E isto porque, conforme se lê no preâmbulo deste Decreto Lei, “São ainda vários, na nossa ordem jurídica, os diplomas que, a pretexto da atribuição de quaisquer direitos ou regalias, consignam a exigência da apresentação do atestado de bom comportamento moral e civil.
Essa exigência está, porém, a perder tradição entre nós. Na verdade, não existem critérios objectivos que permitam definir, em relação a qualquer cidadão, o seu bom comportamento moral e civil. Por outro lado, a obtenção do correspondente atestado frequentemente envolve aspectos vexatórios para aqueles que dele careçam por imperativo que se afigura discriminatório e de duvidosa equidade no quadro da legislação vigente”.

Daqui decorre, a nosso ver, ter sido intenção do legislador abolir, por completo, a passagem de sses atestados.

Defende, ainda, o recorrente, que o referido atestado deveria ser emitido nas condições estabelecidas no artº 34ºdo DL nº 135/99, de 22-4, segundo o qual “os atestados de residência, vida e situação económica dos cidadãos, bem como os termos de identidade e justificação administrativa, passados pelas juntas de freguesia, nos termos das alíneas f) e q) do n.º 1 do artigo 27.º do Decreto-Lei n.º 100/84, de 29 de Março, devem ser emitidos desde que qualquer dos membros do respectivo executivo ou da assembleia de freguesia tenha conhecimento directo dos factos a atestar, ou quando a sua prova seja feita por testemunho oral ou escrito de dois cidadãos eleitores recenseados na freguesia ou, ainda, mediante declaração do próprio”.

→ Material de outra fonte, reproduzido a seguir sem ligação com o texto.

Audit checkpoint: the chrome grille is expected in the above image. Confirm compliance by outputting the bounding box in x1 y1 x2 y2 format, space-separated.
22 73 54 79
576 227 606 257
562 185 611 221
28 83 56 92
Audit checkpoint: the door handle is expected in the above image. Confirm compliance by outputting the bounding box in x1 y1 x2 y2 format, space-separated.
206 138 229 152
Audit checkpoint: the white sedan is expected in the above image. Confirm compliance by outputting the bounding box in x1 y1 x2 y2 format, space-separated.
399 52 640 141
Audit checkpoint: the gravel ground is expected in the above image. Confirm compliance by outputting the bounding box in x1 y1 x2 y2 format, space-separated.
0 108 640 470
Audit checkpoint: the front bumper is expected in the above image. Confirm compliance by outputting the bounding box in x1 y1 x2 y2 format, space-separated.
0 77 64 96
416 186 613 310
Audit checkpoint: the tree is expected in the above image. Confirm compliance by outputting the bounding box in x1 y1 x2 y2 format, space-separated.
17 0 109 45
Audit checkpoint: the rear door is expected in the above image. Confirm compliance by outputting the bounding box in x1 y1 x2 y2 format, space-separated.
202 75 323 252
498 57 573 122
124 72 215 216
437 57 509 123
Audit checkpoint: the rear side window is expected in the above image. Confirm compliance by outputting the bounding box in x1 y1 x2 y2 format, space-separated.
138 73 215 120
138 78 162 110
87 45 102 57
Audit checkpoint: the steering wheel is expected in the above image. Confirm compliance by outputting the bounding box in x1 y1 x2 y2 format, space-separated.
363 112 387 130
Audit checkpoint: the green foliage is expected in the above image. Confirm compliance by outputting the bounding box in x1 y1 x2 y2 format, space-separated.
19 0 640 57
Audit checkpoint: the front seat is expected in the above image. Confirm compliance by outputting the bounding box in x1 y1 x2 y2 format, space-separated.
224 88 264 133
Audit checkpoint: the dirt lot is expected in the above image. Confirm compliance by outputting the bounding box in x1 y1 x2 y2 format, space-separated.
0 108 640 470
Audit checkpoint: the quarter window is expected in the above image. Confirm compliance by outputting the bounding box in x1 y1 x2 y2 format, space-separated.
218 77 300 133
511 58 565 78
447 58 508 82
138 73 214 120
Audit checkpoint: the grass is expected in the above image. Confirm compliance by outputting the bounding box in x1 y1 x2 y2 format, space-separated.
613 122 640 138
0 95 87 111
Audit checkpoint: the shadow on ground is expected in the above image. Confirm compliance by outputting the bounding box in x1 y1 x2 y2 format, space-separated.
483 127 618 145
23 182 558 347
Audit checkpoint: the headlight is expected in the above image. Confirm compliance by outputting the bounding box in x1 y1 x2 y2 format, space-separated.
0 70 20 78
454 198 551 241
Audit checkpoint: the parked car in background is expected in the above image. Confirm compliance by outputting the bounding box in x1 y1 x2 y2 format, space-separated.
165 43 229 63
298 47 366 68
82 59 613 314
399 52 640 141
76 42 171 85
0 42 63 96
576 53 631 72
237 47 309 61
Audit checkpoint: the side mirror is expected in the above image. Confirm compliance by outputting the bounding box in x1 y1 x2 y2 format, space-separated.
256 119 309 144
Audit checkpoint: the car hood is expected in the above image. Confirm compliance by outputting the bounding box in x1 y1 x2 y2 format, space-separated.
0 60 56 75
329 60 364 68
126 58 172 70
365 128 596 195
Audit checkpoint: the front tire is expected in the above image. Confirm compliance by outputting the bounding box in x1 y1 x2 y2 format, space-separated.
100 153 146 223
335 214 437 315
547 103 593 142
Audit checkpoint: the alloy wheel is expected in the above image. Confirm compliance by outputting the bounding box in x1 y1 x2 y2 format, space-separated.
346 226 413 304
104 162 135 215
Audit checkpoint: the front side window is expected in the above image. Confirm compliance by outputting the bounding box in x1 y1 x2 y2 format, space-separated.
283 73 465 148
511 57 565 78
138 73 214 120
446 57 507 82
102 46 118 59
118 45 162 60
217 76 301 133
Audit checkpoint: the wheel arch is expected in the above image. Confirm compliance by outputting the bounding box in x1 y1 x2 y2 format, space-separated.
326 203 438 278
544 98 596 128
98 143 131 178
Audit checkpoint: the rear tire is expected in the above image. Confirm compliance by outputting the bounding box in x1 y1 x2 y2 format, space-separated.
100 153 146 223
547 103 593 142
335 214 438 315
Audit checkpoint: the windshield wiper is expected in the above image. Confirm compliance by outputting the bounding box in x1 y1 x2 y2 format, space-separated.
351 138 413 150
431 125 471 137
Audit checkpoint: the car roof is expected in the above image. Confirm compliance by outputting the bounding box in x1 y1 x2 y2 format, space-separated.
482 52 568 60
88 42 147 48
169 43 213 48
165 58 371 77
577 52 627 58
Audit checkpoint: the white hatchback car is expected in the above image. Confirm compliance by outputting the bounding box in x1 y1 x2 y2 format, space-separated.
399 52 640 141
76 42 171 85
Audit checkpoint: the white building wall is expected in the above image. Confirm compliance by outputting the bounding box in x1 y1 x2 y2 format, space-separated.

Porém, tal invocação nada releva para a questão suscitada, uma vez que do mesmo não se conclui qualquer competência da Junta para passar o atestado de idoneidade em causa.

Assim, bem andou a junta ao não passar o referido atestado rejeitando o pedido nesse sentido ( cfr artº 83º do CPA).

De qualquer maneira dir-se-á que, ainda que dispusesse de competência para o efeito, não era obrigada a passá-lo, atestando uma idoneidade que considerava não existir, pelo que sempre seria de manter a deliberação impugnada.

Termos em que, improcedendo o recurso jurisdicional interposto, deverá ser mantida a decisão recorrida.